Southwest Airlines’ organizational structure (company structure) promotes centralized strategic decision-making processes. As a major low-cost carrier with international operations, the company has an organizational design representative of a business configuration that enables strong corporate headquarters in controlling all areas of operations. In this structural system, Southwest possesses a rigid hierarchy that addresses strategic management concerns. The corporate structure facilitates the administration of the aviation company’s resources, including human resources. In its organizational development, starting as a local carrier in Texas and now an international low-cost airline business, Southwest has largely maintained its organizational design and its organizational structure’s characteristics. It is apparent that the company finds its corporate structure ideally applicable to its operations in the transportation sector. Its profitable performance and large operational scale indicate that Southwest Airlines benefits from its organizational structure’s implementation to address business needs and strategic challenges in the international commercial aviation industry.

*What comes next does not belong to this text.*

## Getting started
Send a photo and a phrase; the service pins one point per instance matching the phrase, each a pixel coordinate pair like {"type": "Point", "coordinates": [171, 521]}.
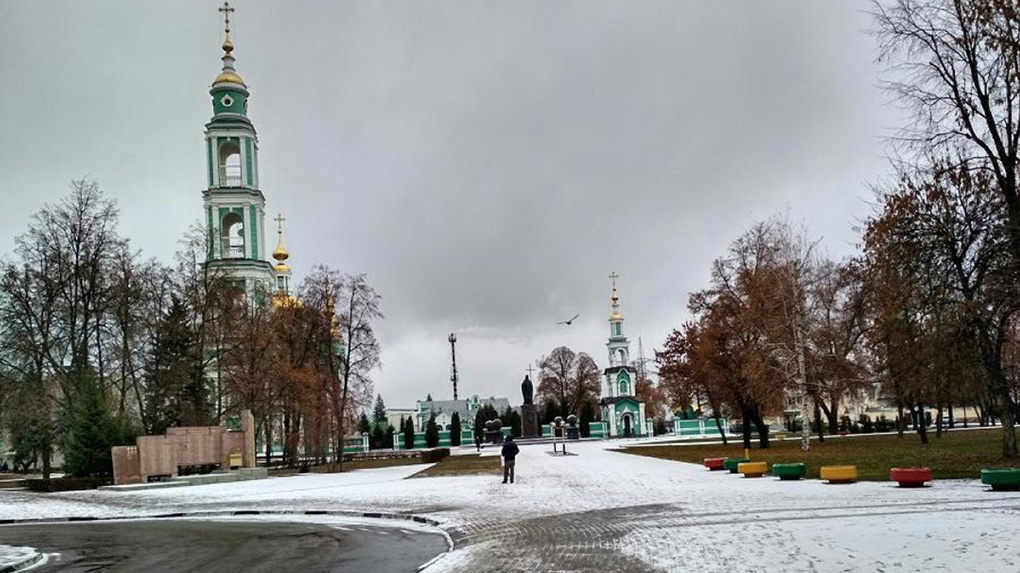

The business strengths, core competencies, and competitive advantages shown in the SWOT analysis of Southwest Airlines are partly a result of human resources and strategic support from the corporation’s organizational structure. The company uses its corporate structure as a tool to manage operations while competing with other firms, like American, Delta, and United. Structural characteristics also facilitate strategic planning and implementation to address trends in the industry, such as those identifiable through a PESTEL/PESTLE analysis of Southwest Airlines Co.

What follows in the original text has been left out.